Rebecca and I were only a few weeks into our relationship when she joined us for the first trip up after Sharon’s death. We’ll again be joined by my cousins, Mick and Nancy Burke. Two of their three children have come up over the years, as have many of our exchange students. Luise Hille, of Germany, has been here for two different weeks over the years, and when her parents were last in the States, their whole family came for a stay across the lake in one of the newer cabins. I was able to join them for a few days of their stay, which meant I was able to stay and fish twice within two months that year. Life doesn’t get much better than that!
Oh, the memories. Two years running a group of pickers rented a row of three of the cabins. Each evening they gathered around a fire pit and played well into the darkness. One year the woman scientist who broke the Alar pesticide study on Washington apples stayed with her husband and boys in the adjoining cabin. Aaron and her boys played in the outcrops behind the cabins all week long. We even met a former high school classmate of my brother from back in Missouri. There was the summer when Sharon came shortly after her knee operation and couldn’t canoe, so the manager and his brother … Mike and Jim … took us to a motor lake so she could go fishing. We caught enough for a shore lunch. A few nights later the boys came knocking. “We’re taking John and going fishing,” said Mike. They placed me in the “king’s seat” and paddled out into the lake, where as we were jigging for walleyes and sipping “illegal” beer a sudden and incredible display of Northern Lights began dancing in the sky. Mike and Jim, and their “shady” helper, Diamond, are long gone, and the son of the dentist who owned the place, Frank Udovich, and his wife, Nicole, took over and have made some subtle yet remarkable improvements on all of the cabins, and they have significantly increased the outfitting side of the business.

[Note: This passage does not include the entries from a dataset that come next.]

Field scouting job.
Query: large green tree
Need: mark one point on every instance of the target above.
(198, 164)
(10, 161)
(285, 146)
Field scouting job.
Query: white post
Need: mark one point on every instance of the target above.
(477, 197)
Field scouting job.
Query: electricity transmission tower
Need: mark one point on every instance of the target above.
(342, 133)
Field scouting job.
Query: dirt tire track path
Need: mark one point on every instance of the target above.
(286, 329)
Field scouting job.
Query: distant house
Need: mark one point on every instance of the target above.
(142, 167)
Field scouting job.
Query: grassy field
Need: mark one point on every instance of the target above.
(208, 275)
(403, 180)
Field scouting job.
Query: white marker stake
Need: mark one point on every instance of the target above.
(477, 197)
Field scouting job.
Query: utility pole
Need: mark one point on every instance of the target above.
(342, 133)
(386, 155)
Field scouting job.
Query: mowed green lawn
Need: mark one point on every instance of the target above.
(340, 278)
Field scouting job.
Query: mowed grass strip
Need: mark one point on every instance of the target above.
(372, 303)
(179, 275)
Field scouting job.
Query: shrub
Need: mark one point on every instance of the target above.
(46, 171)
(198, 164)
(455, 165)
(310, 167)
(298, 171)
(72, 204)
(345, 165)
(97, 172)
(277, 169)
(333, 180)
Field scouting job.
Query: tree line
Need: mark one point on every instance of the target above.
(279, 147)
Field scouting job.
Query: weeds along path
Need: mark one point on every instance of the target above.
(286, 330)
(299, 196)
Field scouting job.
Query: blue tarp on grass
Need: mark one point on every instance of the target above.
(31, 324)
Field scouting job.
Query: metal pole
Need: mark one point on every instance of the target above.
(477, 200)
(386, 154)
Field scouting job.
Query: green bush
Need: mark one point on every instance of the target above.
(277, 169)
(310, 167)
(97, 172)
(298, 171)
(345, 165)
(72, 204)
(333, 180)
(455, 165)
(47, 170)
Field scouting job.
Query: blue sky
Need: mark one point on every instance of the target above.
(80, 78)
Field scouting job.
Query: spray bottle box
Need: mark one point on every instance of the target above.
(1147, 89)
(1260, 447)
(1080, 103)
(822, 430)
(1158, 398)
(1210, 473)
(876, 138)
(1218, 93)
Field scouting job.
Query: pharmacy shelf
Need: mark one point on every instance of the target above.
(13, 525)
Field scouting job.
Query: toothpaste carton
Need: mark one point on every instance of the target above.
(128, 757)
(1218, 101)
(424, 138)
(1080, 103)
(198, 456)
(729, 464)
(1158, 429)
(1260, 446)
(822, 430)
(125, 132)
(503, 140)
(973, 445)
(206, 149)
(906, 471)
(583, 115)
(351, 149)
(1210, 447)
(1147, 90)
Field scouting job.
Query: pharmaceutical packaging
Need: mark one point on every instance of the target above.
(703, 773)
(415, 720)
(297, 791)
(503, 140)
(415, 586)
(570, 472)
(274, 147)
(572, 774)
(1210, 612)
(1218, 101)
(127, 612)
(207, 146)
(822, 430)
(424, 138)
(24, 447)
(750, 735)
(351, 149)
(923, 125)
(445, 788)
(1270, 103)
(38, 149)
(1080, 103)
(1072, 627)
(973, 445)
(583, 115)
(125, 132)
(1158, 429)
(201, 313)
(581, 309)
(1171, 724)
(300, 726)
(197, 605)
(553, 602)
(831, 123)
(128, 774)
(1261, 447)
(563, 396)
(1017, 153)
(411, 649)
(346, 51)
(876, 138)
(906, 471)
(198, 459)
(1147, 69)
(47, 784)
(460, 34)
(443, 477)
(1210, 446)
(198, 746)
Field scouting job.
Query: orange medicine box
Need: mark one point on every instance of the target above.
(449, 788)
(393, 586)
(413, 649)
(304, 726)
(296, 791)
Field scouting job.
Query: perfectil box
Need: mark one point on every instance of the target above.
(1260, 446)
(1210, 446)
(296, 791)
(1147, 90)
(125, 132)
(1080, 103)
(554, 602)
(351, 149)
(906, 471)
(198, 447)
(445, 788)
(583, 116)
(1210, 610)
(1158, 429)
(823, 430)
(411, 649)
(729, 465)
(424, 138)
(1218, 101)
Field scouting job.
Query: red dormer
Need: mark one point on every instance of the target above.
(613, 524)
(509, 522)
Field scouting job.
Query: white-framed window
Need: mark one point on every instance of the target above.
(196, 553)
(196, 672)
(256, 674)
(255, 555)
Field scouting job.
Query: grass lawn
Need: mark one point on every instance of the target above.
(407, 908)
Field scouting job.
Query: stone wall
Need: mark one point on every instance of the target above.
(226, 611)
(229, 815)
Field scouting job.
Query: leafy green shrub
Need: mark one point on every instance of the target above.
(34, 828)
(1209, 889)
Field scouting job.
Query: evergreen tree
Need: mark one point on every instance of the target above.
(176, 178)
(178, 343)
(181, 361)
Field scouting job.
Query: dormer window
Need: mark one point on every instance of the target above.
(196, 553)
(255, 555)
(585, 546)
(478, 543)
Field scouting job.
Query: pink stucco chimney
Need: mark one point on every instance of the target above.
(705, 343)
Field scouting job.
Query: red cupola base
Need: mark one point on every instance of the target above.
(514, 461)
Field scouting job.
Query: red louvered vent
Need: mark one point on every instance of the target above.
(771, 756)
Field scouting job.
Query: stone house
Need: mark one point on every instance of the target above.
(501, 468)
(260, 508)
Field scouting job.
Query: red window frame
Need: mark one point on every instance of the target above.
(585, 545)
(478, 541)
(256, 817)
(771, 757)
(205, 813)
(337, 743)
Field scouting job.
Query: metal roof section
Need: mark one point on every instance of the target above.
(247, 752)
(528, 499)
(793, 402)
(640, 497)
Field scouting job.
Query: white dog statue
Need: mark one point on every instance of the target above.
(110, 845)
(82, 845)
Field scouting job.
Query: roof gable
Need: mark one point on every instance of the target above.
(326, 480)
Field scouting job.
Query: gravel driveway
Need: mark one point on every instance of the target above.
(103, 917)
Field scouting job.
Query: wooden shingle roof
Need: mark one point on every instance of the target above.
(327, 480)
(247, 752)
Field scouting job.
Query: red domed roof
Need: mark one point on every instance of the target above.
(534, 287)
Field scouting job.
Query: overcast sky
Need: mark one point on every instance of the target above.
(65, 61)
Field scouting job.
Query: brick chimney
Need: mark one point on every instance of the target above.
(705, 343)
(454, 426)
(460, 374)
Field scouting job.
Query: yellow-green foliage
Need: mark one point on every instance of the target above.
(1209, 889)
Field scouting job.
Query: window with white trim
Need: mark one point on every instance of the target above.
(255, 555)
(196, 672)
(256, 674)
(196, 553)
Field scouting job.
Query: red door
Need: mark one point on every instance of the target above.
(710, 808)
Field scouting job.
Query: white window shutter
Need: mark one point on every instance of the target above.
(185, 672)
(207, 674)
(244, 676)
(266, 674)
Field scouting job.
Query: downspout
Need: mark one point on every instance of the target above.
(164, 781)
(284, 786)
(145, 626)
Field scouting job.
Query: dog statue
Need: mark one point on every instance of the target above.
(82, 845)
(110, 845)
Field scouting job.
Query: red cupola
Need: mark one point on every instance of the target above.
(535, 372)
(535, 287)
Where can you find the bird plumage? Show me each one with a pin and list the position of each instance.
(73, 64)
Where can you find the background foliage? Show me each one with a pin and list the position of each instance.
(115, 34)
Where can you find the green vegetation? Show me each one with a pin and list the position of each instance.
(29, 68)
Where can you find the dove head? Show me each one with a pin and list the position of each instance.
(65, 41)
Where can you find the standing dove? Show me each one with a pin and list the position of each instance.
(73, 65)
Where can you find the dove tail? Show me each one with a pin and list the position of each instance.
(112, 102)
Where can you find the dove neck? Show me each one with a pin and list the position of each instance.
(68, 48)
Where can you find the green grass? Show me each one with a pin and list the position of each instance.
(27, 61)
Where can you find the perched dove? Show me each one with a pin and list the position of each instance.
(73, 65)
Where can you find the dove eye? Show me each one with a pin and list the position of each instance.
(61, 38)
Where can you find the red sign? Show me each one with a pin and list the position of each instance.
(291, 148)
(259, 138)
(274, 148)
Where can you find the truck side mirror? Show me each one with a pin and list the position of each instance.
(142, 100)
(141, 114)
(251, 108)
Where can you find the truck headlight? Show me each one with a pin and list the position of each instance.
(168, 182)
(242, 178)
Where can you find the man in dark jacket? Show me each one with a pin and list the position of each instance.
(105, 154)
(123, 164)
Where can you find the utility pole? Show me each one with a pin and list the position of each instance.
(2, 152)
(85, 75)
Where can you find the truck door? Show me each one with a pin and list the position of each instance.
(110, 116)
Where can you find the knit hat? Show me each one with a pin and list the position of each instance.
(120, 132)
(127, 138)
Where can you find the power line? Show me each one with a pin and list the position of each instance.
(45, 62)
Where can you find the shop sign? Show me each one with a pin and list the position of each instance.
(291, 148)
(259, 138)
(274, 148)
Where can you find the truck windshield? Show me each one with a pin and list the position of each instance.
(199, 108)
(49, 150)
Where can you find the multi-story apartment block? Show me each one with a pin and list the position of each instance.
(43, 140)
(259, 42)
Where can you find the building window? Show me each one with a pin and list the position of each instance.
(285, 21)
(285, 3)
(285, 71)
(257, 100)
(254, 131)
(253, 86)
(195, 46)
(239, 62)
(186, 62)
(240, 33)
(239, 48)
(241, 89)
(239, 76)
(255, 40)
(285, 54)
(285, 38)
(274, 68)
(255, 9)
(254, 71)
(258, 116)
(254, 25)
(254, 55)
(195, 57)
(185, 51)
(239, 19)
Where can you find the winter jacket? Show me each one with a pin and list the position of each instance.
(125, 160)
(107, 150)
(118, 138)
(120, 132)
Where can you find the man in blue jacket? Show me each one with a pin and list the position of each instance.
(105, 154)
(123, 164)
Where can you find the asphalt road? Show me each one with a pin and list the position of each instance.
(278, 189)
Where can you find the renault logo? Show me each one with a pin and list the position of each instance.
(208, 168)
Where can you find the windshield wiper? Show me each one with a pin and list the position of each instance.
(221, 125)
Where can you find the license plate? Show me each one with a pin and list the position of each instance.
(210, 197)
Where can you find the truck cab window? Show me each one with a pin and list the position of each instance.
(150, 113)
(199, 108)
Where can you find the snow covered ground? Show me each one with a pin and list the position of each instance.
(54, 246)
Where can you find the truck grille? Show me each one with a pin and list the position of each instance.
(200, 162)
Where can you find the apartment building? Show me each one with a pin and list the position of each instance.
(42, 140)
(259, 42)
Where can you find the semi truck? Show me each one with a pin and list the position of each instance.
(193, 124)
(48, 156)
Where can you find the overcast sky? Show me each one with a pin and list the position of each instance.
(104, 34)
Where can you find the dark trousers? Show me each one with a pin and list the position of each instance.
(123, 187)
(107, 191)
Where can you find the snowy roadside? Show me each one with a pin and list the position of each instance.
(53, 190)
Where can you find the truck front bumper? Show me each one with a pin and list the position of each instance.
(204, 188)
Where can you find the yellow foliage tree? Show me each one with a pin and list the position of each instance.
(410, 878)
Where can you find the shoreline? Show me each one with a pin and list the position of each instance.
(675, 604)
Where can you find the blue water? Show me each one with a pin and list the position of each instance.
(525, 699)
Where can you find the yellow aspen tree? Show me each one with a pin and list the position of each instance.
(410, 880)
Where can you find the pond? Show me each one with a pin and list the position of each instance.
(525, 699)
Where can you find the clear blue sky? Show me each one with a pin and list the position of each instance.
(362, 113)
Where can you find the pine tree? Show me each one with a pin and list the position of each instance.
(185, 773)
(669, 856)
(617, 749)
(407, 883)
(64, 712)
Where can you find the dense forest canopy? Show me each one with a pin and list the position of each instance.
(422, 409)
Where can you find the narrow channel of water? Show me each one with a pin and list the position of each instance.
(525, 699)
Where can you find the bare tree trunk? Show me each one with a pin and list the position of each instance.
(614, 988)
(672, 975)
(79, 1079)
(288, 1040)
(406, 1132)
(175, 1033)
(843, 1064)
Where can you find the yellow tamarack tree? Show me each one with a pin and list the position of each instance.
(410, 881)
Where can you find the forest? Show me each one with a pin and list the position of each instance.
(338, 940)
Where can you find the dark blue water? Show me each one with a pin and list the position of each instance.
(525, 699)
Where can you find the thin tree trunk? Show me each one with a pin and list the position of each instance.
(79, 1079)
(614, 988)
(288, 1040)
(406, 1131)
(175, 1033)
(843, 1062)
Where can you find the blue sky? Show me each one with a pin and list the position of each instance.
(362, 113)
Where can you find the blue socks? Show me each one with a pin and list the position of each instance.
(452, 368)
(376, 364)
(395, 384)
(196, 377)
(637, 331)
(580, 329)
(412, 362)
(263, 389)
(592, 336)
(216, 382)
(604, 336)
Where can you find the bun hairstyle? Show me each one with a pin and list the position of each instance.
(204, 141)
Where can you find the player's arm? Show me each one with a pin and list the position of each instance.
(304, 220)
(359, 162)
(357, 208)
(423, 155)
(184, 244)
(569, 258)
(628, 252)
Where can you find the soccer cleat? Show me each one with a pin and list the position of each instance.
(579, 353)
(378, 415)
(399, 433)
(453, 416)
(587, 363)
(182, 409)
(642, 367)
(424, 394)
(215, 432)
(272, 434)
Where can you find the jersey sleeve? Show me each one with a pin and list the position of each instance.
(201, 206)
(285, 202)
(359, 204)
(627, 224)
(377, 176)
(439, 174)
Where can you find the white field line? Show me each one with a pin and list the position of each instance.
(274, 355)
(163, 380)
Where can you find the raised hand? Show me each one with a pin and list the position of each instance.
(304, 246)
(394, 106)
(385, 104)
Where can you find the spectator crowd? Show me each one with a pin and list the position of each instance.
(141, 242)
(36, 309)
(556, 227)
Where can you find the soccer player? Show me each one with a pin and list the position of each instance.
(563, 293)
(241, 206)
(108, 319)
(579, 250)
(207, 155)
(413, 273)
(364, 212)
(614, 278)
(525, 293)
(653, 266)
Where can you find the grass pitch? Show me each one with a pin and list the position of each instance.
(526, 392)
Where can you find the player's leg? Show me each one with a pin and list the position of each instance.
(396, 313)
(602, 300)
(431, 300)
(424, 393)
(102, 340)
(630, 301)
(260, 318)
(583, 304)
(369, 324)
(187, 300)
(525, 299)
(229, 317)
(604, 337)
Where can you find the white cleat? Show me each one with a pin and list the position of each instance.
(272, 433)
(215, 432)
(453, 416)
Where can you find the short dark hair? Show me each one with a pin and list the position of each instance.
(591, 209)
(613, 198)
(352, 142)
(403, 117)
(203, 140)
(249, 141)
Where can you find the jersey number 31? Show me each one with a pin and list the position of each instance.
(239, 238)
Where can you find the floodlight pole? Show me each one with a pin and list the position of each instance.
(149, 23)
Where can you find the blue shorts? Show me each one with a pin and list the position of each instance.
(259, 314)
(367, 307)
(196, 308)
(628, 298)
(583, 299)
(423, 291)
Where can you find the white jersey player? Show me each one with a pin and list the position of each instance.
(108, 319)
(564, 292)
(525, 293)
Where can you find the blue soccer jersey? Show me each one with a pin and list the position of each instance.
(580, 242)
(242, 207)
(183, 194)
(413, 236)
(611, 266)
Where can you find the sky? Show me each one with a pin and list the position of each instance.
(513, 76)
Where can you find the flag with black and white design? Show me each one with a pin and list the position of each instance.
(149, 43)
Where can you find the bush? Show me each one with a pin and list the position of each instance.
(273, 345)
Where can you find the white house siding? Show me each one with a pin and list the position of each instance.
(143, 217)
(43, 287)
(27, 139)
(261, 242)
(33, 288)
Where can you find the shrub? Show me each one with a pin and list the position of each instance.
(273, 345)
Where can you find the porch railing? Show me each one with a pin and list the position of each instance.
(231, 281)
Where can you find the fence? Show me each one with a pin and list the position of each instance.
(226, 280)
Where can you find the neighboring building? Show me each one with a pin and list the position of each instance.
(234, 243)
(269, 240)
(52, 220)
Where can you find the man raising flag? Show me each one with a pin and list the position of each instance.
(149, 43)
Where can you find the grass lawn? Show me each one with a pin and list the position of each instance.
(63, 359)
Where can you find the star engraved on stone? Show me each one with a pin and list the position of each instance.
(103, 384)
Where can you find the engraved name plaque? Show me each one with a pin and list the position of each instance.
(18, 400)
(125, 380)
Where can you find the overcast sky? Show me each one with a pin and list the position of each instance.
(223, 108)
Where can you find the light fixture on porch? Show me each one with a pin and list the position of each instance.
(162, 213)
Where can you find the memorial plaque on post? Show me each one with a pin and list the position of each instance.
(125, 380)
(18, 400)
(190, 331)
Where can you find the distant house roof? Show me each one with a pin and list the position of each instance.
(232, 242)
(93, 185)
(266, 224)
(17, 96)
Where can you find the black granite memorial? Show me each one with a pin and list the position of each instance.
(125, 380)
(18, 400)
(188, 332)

Here was where Mick caught his first smallie, a mighty three pounder. Ah, those moments fishing are always fine. One dusky evening we were paddling back to the cabin when a huge beaver swam beneath the canoe, keeping pace with us. At the other end of the lake, Pagammi Creek has provided us with many bigger-than-a-whole-hand bluegill and some scrumptious shore lunches on a nearby rocky island that served as escapes for Aaron when a canoe became too confining. Pagammi was where a fire started on the Saturday we were packing out two summers ago, a fire apparently started by lightning that burned thousands of acres and put a scare into the Ely community before finally being controlled. Last year a natural succession had already greened the hillsides, and the bluegill hungrily grabbed a Gill Buster tipped with a leech as my kayak was put adrift by the constant wind.
We’ve shared dinners and campfires along with many nights around the big table as son Jake rolls the dice for another game of Zilch. Since the remodeling, the breezy porch, now with floor to ceiling screens to abate the mosquitoes, welcomes all of us readers, and in the heat of the day, the dock and lake beckons us as swimmers. In all directions the wilderness beckons, and the canoes, kayaks and fishing rods are always steps away.
Nowadays, after all these years, I’ll sometimes simply slip out before breakfast … even before the sun rises … in a kayak with my fly-rod and camera, paddling around the shallow bays casting for smallmouth and bluegill. Sometimes I actually go for the fishing. Other times it is simply for reflection and reminiscence. Remembering family and friends we have shared time with here over the years, those good years with Sharon before her depression became so overwhelming, and since her death, the times with Rebecca and our cousins, the Burkes. Once again I can hear Kawishiwi calling. Our trips have become like those penciled height markings on a door jam; each darkened line marking memories of my mature years.